Первая часть, как я и ожидал, была посвящена испанским живописцам — вся большая тройка: Пикассо, Дали, Грис.
— Это я удачно заглянул, — пробормотали мои губы, когда взгляд остановился на одном из лотов.
«Синий голубь мира. Пабло Пикассо. Набросок Плаката 1-го Всемирного конгресса сторонников мира в Париже 1949 год».
Мне сразу вспомнился анекдот времен моей молодости:
«Художественная выставка. Пикассо забыл свой пригласительный билет. Его не пускают:
— Докажите, что вы Пикассо.
Он одним взмахом карандаша изобразил голубя мира и его пропустили. Фурцева тоже забыла приглашение, и её не пускают.
— Я министр культуры СССР!
— Чем вы это можете доказать? Вот Пикассо тоже забыл билет, и ему пришлось рисовать.
— А кто такой Пикассо?
— Всё в порядке, товарищ Фурцева, проходите».
Разумеется, я решил купить набросок «голубя мира», одно из самых узнаваемых изображений за всю историю, ведь цена на него в будущем вырастет в разы. Даже если не смотреть на покупку наброска как на инвестиции в будущее, то и в настоящее время эти траты полностью окупятся, в любом случае, сколько бы ни стоил мне этот рисунок, я верну эти деньги, когда буду подавать налоговую декларацию, ведь я помещу «голубя мира» в свой собственный музей.
За какой-то час джентльмены из музея Метрополитен приобрели сразу несколько картин и потратил чуть ли не миллион долларов, если я правильно перевел местные франки в доллары. Особенно долго и упорно директор Нью-Йоркского музея бодался за “Натюрморт со скатертью в клетку” Хуана Гриса.
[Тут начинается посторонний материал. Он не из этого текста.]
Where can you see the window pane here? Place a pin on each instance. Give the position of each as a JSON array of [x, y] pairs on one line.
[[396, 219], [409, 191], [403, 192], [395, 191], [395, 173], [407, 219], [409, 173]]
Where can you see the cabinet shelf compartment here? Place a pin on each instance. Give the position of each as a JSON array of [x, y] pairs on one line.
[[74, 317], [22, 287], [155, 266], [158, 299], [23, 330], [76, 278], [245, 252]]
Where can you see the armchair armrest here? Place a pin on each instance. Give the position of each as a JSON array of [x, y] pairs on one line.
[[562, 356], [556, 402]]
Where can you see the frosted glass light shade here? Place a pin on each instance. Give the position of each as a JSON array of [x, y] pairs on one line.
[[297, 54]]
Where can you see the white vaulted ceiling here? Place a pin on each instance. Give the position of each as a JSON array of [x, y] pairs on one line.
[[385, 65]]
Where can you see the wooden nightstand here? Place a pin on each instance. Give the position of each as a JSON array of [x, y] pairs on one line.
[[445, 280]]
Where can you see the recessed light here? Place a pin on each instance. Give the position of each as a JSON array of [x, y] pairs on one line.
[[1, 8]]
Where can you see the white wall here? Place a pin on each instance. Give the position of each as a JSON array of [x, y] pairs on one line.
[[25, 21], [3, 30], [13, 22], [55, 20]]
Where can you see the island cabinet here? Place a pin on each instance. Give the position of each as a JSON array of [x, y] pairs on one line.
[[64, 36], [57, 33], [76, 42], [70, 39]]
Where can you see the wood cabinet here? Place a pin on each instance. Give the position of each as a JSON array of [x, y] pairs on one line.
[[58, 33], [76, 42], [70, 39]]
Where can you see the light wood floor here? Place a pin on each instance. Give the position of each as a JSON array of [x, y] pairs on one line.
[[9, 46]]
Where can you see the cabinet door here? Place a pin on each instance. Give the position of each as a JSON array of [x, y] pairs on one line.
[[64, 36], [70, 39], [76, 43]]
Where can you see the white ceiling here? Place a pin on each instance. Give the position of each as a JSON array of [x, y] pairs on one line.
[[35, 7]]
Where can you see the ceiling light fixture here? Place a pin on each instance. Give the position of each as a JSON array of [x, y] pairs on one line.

За этот шизофренический кубизм Тейлор в итоге отдал четыреста тысяч долларов.
Закончив с картинами аукционист, седой мужчина во фраке, чем-то неуловимо напоминавший актера Лесли Нильсена перешел к графике. И первым лотом в этой части аукциона как раз был облюбованный мною набросок.
— Лот номер 24. Пабло Пикассо, набросок плаката “голубь мира”. Начальная цена 10 тысяч швейцарских франков.
Я тут же поднял табличку, и аукционист отреагировал.
— У нас есть 10 тысяч франков. Кто больше? Отлично! Двадцать тысяч от юной итальянской синьорины.
Я тут же поднял ставку.
— Тридцать тысяч от молодого американца с первого ряда. Спасибо. Кто больше. Тридцать тысяч от месье с третьего ряда. Сорок тысяч франков от американца с первого ряда… Пятьдесят тысяч от молодой синьорины…
Очень быстро в торгах за набросок Пикассо остались только я и какая-то приставучая итальянка. Когда ставка выросла до ста тысяч я обернулся, чтобы посмотреть кто постоянно перебивает меня.
И почему я не удивлён?
Вайлетт как всегда была великолепна. Гордая осанка, переливающиеся в лучах электрического света бриллианты, конкурирующие за мужское внимание обнаженные плечи и стройные ножки в туфлях на высоких каблуках, кокетливая шляпка с сеточкой, за которой невозможно скрыть азартное сияние сапфировых глаз, на чувственных губах играет полуулыбка.
Кое-как прогнал охватившее меня наваждение и прожег конкурентку за лот строгим взглядом. В ответ получил провокационный жест в виде воздушного поцелуя.
Смело по нынешним временам, но в этом вся Вайлетт.
Повышаю ставку. Вайлетт отступает только когда сумма возрастает до ста двадцати тысяч швейцарских франков.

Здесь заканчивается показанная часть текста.